Our house has a basement too, something that no one has yet offered to insulate. While the below-ground temperature gradient is smaller, it’s less-well insulated. Our basement walls are cinderblock covered with 2″ of styrofoam plus wall-board. Our basement floor is even less well insulated: it’s just cement poured on pea-gravel. I estimate the below-ground R value is no more than 1/2 of whatever the above ground value is; thus, for calculating QB, I’ll assume a resistance of Rw/2.

The below-ground area equals the square footage of our house, 1750 ft2 but the walls extend down only about 5 feet below ground. The basement walls are thus 950 ft2 in area (5 x 190 = 950). Adding the 1750 ft2 floor area, we find a total below-ground area of 2700 ft2.

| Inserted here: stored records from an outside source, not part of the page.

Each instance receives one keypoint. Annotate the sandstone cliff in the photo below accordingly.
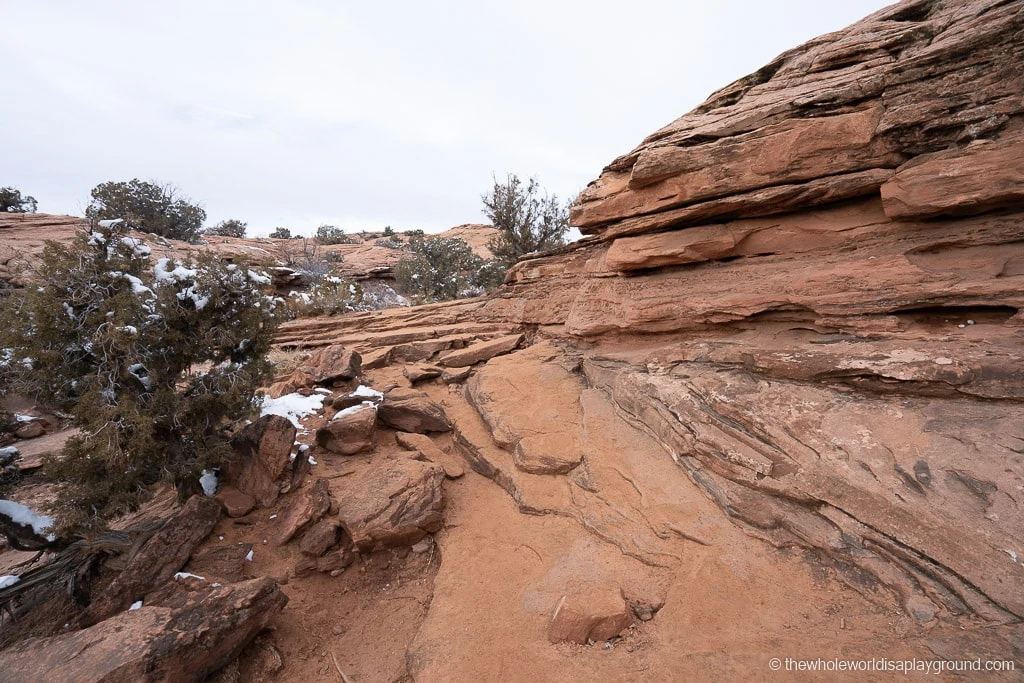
(806, 296)
(371, 256)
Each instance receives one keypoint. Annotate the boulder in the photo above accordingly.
(456, 376)
(336, 560)
(424, 446)
(321, 537)
(262, 452)
(308, 507)
(236, 503)
(591, 614)
(32, 429)
(394, 503)
(421, 373)
(189, 637)
(331, 365)
(350, 431)
(158, 559)
(412, 411)
(480, 351)
(224, 563)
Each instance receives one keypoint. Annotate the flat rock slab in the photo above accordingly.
(193, 636)
(413, 411)
(333, 364)
(164, 554)
(425, 447)
(261, 455)
(394, 503)
(594, 613)
(532, 409)
(481, 351)
(350, 431)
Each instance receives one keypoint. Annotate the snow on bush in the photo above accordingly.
(25, 516)
(115, 339)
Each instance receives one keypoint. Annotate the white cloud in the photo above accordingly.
(361, 114)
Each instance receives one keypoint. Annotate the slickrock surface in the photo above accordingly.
(801, 304)
(186, 639)
(774, 403)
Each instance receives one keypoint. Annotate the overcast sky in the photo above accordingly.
(361, 114)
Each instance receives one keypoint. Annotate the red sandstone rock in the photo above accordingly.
(262, 450)
(308, 507)
(187, 638)
(480, 351)
(350, 431)
(236, 503)
(394, 503)
(592, 614)
(412, 411)
(164, 554)
(424, 445)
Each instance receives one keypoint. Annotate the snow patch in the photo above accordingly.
(366, 392)
(294, 407)
(354, 409)
(177, 273)
(209, 482)
(20, 514)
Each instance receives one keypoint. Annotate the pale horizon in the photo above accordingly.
(363, 116)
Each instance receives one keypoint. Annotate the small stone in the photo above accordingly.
(423, 546)
(456, 376)
(591, 614)
(32, 429)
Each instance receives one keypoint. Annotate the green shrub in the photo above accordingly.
(228, 228)
(329, 235)
(12, 202)
(153, 360)
(146, 207)
(526, 222)
(327, 297)
(442, 268)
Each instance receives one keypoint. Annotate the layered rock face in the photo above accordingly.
(808, 292)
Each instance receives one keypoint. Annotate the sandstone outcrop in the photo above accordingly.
(412, 411)
(261, 455)
(391, 504)
(187, 638)
(589, 615)
(157, 560)
(350, 431)
(807, 295)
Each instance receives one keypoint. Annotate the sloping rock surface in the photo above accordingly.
(806, 294)
(190, 637)
(393, 504)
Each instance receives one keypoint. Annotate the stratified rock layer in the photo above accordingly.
(808, 294)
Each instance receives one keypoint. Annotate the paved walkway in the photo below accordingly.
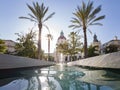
(107, 61)
(15, 62)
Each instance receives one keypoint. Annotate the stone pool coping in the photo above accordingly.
(10, 62)
(107, 61)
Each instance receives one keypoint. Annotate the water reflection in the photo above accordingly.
(55, 78)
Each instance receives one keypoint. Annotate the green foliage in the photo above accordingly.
(111, 48)
(26, 45)
(92, 51)
(38, 15)
(72, 46)
(2, 46)
(85, 16)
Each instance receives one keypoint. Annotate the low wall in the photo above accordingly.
(111, 61)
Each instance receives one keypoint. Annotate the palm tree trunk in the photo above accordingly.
(39, 41)
(48, 49)
(85, 43)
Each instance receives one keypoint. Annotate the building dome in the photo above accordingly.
(61, 38)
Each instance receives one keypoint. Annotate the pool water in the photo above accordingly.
(61, 77)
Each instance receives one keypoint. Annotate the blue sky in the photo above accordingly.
(11, 24)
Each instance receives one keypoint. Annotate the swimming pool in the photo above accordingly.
(61, 77)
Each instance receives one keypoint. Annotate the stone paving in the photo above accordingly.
(13, 62)
(110, 61)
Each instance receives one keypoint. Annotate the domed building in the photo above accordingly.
(59, 57)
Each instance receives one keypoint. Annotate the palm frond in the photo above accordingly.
(98, 18)
(96, 24)
(46, 27)
(96, 11)
(28, 18)
(49, 16)
(32, 16)
(32, 9)
(74, 26)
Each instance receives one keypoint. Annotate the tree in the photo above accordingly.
(26, 45)
(111, 48)
(92, 51)
(72, 46)
(38, 16)
(85, 16)
(2, 46)
(49, 36)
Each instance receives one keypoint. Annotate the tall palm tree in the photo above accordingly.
(85, 16)
(38, 15)
(49, 36)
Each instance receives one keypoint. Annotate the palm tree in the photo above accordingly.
(85, 16)
(49, 36)
(38, 16)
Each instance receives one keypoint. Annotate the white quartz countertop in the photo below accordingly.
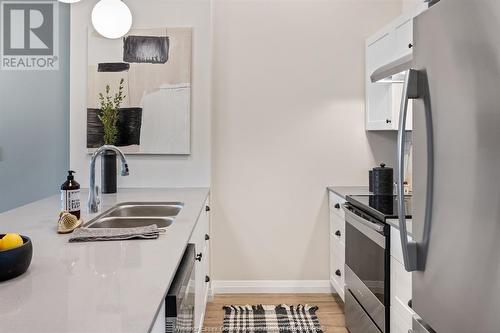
(111, 286)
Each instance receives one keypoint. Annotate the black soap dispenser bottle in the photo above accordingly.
(70, 195)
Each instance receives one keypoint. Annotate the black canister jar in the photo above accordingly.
(383, 180)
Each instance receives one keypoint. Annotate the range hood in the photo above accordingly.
(397, 66)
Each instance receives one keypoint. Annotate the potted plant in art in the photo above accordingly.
(109, 114)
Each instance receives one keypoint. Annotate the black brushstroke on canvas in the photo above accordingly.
(129, 127)
(113, 67)
(146, 49)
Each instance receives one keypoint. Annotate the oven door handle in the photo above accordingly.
(371, 230)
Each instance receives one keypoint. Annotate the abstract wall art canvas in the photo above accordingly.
(155, 65)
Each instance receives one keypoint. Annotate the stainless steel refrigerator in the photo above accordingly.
(454, 86)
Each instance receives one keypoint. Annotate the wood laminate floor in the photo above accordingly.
(330, 312)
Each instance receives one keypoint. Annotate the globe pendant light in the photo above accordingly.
(111, 18)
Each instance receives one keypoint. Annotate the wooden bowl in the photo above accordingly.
(16, 261)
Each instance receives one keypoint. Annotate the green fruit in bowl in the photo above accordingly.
(10, 241)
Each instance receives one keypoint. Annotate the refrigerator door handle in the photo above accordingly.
(410, 91)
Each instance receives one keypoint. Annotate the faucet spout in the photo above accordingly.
(93, 200)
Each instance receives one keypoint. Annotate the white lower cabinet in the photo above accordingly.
(201, 239)
(401, 284)
(337, 243)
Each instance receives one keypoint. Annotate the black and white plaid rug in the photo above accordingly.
(271, 318)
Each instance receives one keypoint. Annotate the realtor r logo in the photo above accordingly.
(29, 35)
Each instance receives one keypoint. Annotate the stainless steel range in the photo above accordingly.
(367, 256)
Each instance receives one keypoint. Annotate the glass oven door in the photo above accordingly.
(367, 264)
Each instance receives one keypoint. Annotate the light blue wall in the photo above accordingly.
(34, 128)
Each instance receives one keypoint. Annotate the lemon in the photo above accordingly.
(10, 241)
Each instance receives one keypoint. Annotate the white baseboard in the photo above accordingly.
(270, 286)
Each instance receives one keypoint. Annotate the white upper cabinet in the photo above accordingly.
(383, 99)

The temperature difference between the basement and the wet dirt is only about 25°F in the winter. Assuming the thermal resistance is Rw/2, I estimate the rate of heat loss from the basement, QB = 2700*25*(2/Rw) = 135,000/Rw. It appears that nearly as much heat leaves through the basement as above ground!

Between December and February 2012, our home used an average of 597 cubic feet of gas per day or 25497 BTU/hour (heat value = 1025 BTU/ ft3). QU+ Q= 292,500/Rw. Ignoring windows, I estimate Rw of my home = 292,500/25497 = 11.47.

We now add the windows. Our house has 230 ft2 of windows, most covered by curtains and/or plastic. Because of the curtains and plastic, they would have an R value of 3 except that black-body radiation tends to be very significant. I estimate our windows have an R value of 1.5; the heat loss through the windows is thus QW= 230*45/1.5 = 6900 BTU/hr, about 27% of the total. The R value for our walls is now re-estimated to be 292,500/(25497-6900) = 15.7; this is about as good as I can expect given the fixed thickness of our walls and the fact that I can not easily get an insulation conductivity lower than still air. I thus find that there will be little or no benefit to adding more above-ground wall insulation to my house.

To save heat energy, I might want to coat our windows in partially reflective plastic or draw the curtains to follow the sun. Also, since nearly half the heat left from the basement, I may want to lay a thicker carpet, or lay a reflective under-layer (a space blanket) beneath the carpet.

To improve on the above estimate, I could consider our furnace efficiency; it is perhaps only 85-90% efficient, with still-warm air leaving up the chimney. There is also some heat lost through the door being opened, and through hot water being poured down the drain. As a first guess, these heat losses are balanced by the heat added by electric usage, by the body-heat of people in the house, and by solar radiation that entered through the windows (not much for Michigan in winter). I still see no reason to add more above-ground insulation. Now that I’ve analyzed my home, it’s time for you to analyze yours.